Não foi sem deixar marcas, porém, que o emo saiu da indústria musical e imaginário popular brasileiro. O debate sobre o que podia ou não ser considerado emo naquela época ainda é um dos que persiste entre os que participam de cenas musicais e/ou discutem sobre música no Brasil, e mesmo no auge do movimento causava controvérsia entre seus participantes. Em maio de 2007, o vocalista do NX Zero Di Ferrero disse em entrevista ao UOL que “essa história de emo já passou do limite”; era fato conhecido que a banda não gostava do termo.

“O [termo emo] tirava o foco do som, virou pejorativo, e servia apenas para falar de algo que para nós era irrelevante: se usávamos franja ou olhos pintados”, opina Daniel. Koala não rejeita o termo por si, mas argumenta que o gênero, na verdade, nunca chegou ao Brasil: “O emocore tem 0% a ver com o emo que ficou conhecido aqui. Isso tudo foi jogada de marketing de gravadora, e de umas bandinhas safadas querendo ganhar grana. O emo que nasceu aqui já nasceu morto e era odiado por todos, inclusive pelos emos...”

Lucas, porém, acredita que o buraco da rejeição do termo emo no Brasil é mais embaixo e tem raízes homofóbicas — ele e Koala relatam terem sofrido ofensas nesse teor por estarem envolvidos com o movimento. “Isso mexeu com todo mundo e expôs pra nós mesmos a nossa própria homofobia de achar que tínhamos que lutar contra um estigma criado porque fazíamos música de um determinado jeito. Ver que um pouco disso resiste até hoje revela uma ignorância sem fim, e é triste quando isso vem do público roqueiro, que eram justamente as pessoas que lutavam pra que minorias fossem enxergadas e vistas como inspiradoras”, fala Lucas. “Hoje eu vejo que isso gerou um subproduto que é o roqueirão conservador, o roqueiro inseguro da sua sexualidade, e que vê na expressão de outra pessoa uma ofensa pra ele.”
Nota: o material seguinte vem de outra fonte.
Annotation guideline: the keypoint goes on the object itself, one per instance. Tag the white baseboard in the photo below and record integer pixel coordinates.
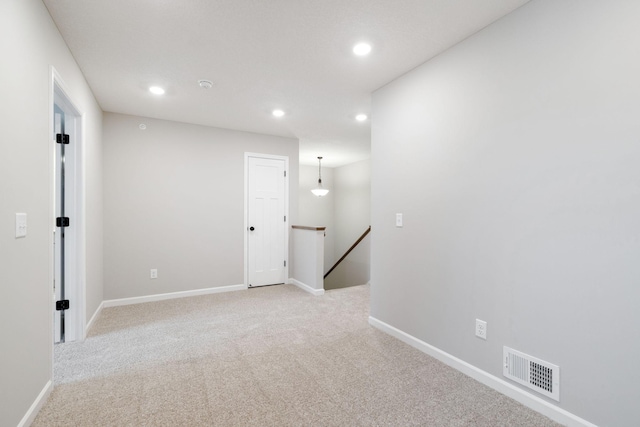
(31, 414)
(306, 287)
(93, 319)
(171, 295)
(537, 404)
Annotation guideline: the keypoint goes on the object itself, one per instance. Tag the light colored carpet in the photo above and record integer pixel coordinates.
(273, 356)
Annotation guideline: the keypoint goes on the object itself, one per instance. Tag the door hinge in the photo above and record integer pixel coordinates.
(62, 305)
(62, 138)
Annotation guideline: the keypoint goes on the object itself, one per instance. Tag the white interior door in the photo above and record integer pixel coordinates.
(266, 221)
(65, 259)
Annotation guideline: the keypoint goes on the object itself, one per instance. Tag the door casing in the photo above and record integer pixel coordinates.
(75, 240)
(246, 212)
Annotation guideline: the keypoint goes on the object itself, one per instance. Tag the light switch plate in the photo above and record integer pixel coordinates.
(398, 220)
(21, 225)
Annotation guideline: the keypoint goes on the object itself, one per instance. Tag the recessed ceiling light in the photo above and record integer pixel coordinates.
(362, 49)
(156, 90)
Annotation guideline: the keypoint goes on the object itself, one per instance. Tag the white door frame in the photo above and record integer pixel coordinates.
(246, 208)
(59, 93)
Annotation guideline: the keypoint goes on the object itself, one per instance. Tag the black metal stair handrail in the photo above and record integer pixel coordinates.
(367, 231)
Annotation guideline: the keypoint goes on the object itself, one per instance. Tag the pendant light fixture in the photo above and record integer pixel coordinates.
(319, 190)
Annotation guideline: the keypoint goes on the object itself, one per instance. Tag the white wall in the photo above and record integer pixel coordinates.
(174, 200)
(29, 45)
(352, 216)
(318, 211)
(514, 158)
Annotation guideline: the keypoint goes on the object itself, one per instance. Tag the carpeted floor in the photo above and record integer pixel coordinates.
(273, 356)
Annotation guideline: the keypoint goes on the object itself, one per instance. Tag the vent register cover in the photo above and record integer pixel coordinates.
(538, 375)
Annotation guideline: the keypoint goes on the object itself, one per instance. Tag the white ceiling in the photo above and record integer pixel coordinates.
(295, 55)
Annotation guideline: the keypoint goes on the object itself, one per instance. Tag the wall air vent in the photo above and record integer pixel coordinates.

Com o fim do sucesso estrondoso, as bandas seguem tocando, conquistando fãs e aproveitando algumas consequências do lugar ao sol que ocuparam por alguns anos. O NX Zero entrou em hiato no ano passado, com o vocalista Di Ferrero e o guitarrista Gee Rocha trabalhando em projetos solo (este produziu o mais recente EP do Luccas Carlos), mas a Fresno segue em atividade — em maio, a banda tocou no Festival Bananada e continua lançando discos consistentemente —, e o Hateen está prestes a lançar um DVD, gravado no Hangar 110 em dezembro. No fim, as bandas voltaram ao underground do qual saíram há mais de dez anos e permanecem como o último grande movimento do rock no Brasil. “Quem ocupou esse lugar foi o rap. O rock está em vários estilos, mas como atitude. Ele volta mas não como era antes, e essa é a graça”, fala Daniel.

As bandas comentam do momento de sucesso com carinho mas, no fim, concordam que é bom crescer. “Esse mainstream te expõe a um público que não tem fidelidade nenhuma, mas a Fresno só se manteve fazendo isso até hoje porque também existe um público que está cagando pro que está tocando no rádio ou na TV”, fala Lucas. Koala conclui: “Fazemos o que gostamos ainda, mesmo depois de quase 25 anos... Isso é sucesso também.”